00:16He hears the sounds of his mob, of his environment, and they met him and they're still with him
00:22now and it's now good to walk away knowing he's back in where he belongs.
00:25The remains of an Aboriginal man, now referred to as Uncle, were taken from his grave in
00:31the late 1890s and stored in a British museum.
00:34It's a sandalwood, it's a healing plant, so that oil goes into the soil, be embedded with
00:41this ancestor forever.
00:43A traditional smoking ceremony was conducted at the reburial.
00:46That fire and that smoking is a continuation from that first fire that we were gifted by
00:52our creator, so everything is a continuous circle of goodness.
00:57It has been a long journey to bring Uncle home.

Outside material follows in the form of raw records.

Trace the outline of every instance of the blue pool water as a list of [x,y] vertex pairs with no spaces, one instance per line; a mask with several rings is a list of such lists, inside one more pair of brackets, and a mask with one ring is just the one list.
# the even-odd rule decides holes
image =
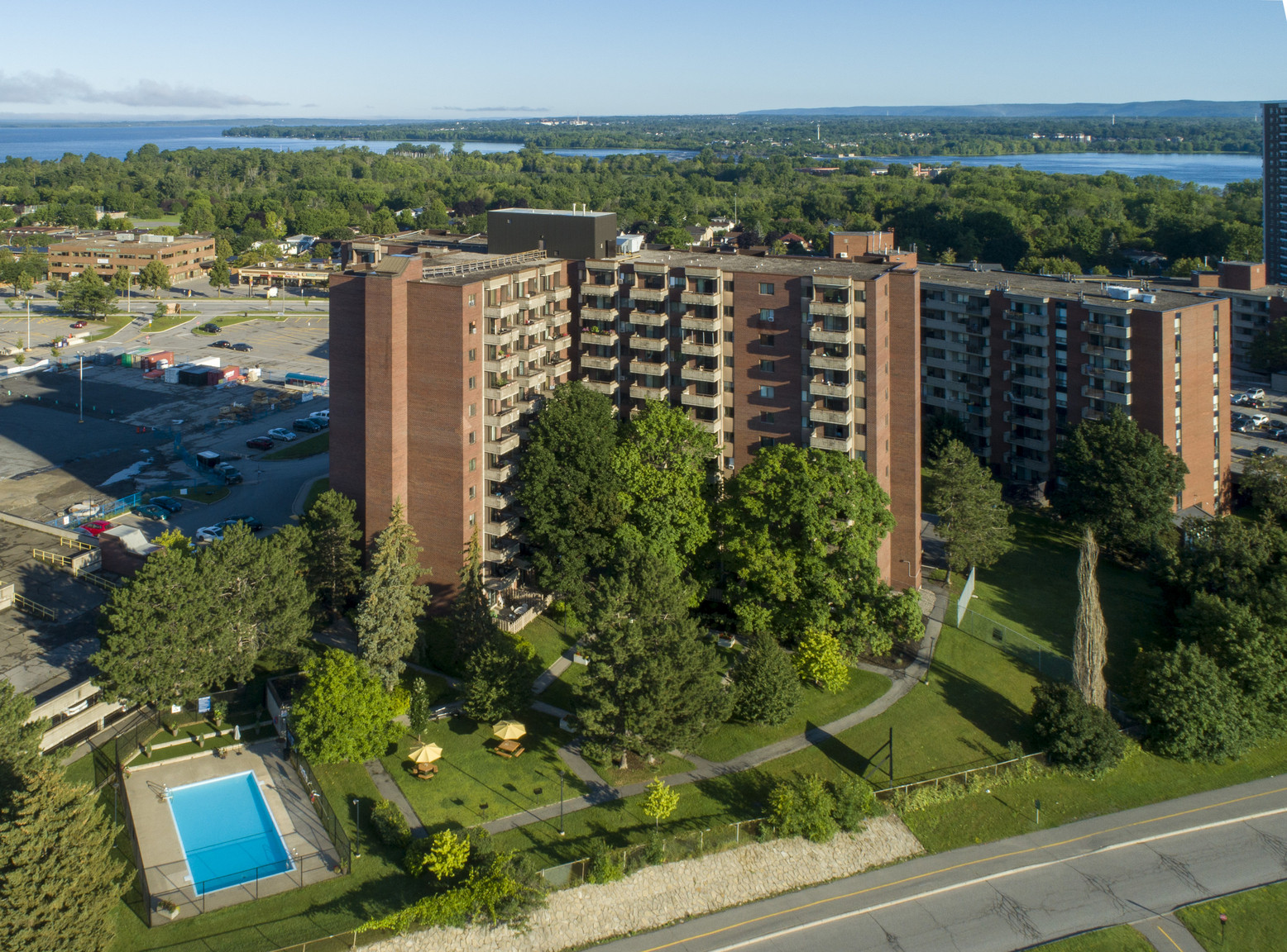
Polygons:
[[197,895],[295,868],[254,772],[170,791]]

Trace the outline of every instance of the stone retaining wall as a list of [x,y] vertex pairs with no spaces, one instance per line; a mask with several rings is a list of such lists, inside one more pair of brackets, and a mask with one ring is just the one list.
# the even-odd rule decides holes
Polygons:
[[658,929],[689,916],[852,876],[923,853],[896,816],[873,819],[861,834],[830,843],[754,843],[700,859],[649,866],[602,886],[550,895],[529,929],[430,929],[371,946],[376,952],[559,952],[624,933]]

01:00Indigenous representatives travelled to England in 2023 after successfully requesting the remains
01:06of 11 ancestors be returned to Australia from the Oxford University's Pitt Rivers Museum.
01:11It was a promise that we made over there, he said that each community do its best to repatriate
01:18as much as we can because all our style and souls are still over there and they need to
01:23be returned.
01:24The 130 year plus journey to bring this uncle home is the start of healing, but there's still
01:29work to be done.
01:30Overseas, there are more ancestors waiting for their opportunity to return home too.
01:35We all have obligations, you know, to right the wrongs of the past and today we did that.
01:41One ancestor home to rest, many more to come.